You’d drive around until your car got stuck in the mud or ran out of gas.

That’s you or me when we don’t build a to-do list or a schedule for our daily work. Without a plan, most people aimlessly wander.

As well, on a greater scale, we wander when we fail to find purpose in life. Aimlessly wandering is no way to live a life. (Aimlessly wandering every now and then is good for creativity, though!)

It’s hard to be happy

Happiness is a virtue. It takes work to be happy. It’s counter-intuitive to think that happiness is not the easy way out.

It’s easier to be miserable and comfortable than to be happy and productive.

To drown ourselves in entertainment and distraction while accomplishing nothing is comfortable and sad, but very easy to do.

Getting up, working hard, pursuing a dream, solving problems, and taking risks is hard work, but brings great happiness and a sense of fulfillment.

When we do nothing and stand still, we slide backward into the sad/comfortable mode. When we take action and spring forward, we enter the happy/working mode.

Make the effort to be happy. It’s worth it.

The axe forgets, but the tree remembers

When the mouth speaks, it’s like letting loose water that cannot be brought back again. Likewise, when you attack or condemn others without considering that you may be in the wrong, you swing an axe at people you once loved or knew.

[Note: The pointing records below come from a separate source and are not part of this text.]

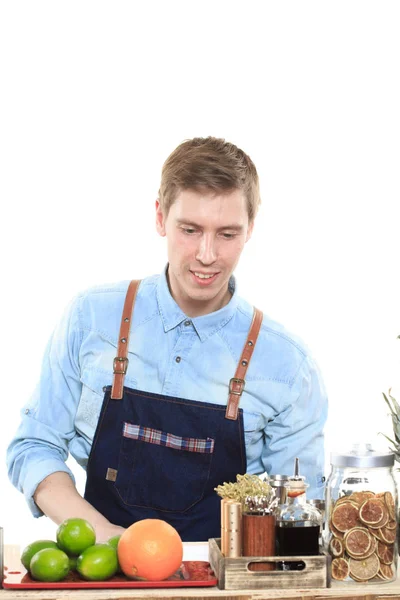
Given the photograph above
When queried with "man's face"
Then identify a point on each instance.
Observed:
(206, 233)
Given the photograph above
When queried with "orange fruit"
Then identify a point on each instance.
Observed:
(388, 535)
(340, 569)
(385, 553)
(49, 564)
(98, 562)
(345, 516)
(364, 569)
(150, 549)
(390, 504)
(372, 511)
(357, 541)
(75, 535)
(113, 541)
(336, 547)
(34, 547)
(385, 571)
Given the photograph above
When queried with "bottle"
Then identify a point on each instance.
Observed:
(298, 524)
(361, 523)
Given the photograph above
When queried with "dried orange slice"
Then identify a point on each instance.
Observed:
(386, 571)
(388, 535)
(341, 499)
(382, 523)
(336, 547)
(340, 569)
(357, 541)
(390, 505)
(360, 497)
(345, 516)
(385, 553)
(366, 568)
(377, 534)
(372, 511)
(336, 532)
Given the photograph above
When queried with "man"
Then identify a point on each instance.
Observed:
(198, 386)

But suddenly you realize with horror that you didn’t have all the information and you prematurely condemned them or belittled them with no good reason.

You seek reconciliation and maybe extend an olive branch. It’s easy for us to say, “Let’s just forget what I said, let’s move on.” The axe indeed forgets, but the tree will always remember.

Try to be kind, even when you’re sure that the other person is wrong. No need to always swing an axe.

Sick again

Welp, I’m feeling a bit under the weather again. I have had a flu-like head cold for three days. It’s been just enough to make it very difficult to focus on work, but it hasn’t completely knocked me out of commission.

I feel good enough every day that I’m sure that tomorrow will finally be the day I feel better. I’ll know tomorrow, or maybe I’ll start dreaming about the next day.

No complaining. Work will continue as soon as possible and this several-day delay should serve as a fresh reminder not to take health for granted.

Decisiveness

Make the choice and go. The inability to commit to a choice, regardless of whether it’s a good or bad decision, will trap you. You get stuck in the middle of the road where you get squished like a bug. When the decisions get difficult, don’t fret and hesitate. That’s guaranteed to be the worst. Make a decision and adjust once you get feedback.

Level up every day

You only have a limited number of good days in your life. Days when you’re healthy and full of energy. Eventually, even before you die, you will get old and slow down. So don’t waste days. Don’t take too much time off. Don’t mindlessly consume “content” because you can’t resist the dopamine drip of modern micro-content and social media.

Lock in, focus, secure the future for yourself and your family to the best of your ability. Use the resources you have wisely. Pleasure in the moment is fleeting. Get better every day.

Keep stealing

Keep stealing ideas and making them your own. There is no need to re-invent the wheel just because somebody has already done what you want to do.

The process and the changes you make will create an entirely new finished product.

Your voice, the stroke of your pen, or brush, your eye peering through the camera, or your direction all transform the idea you steal.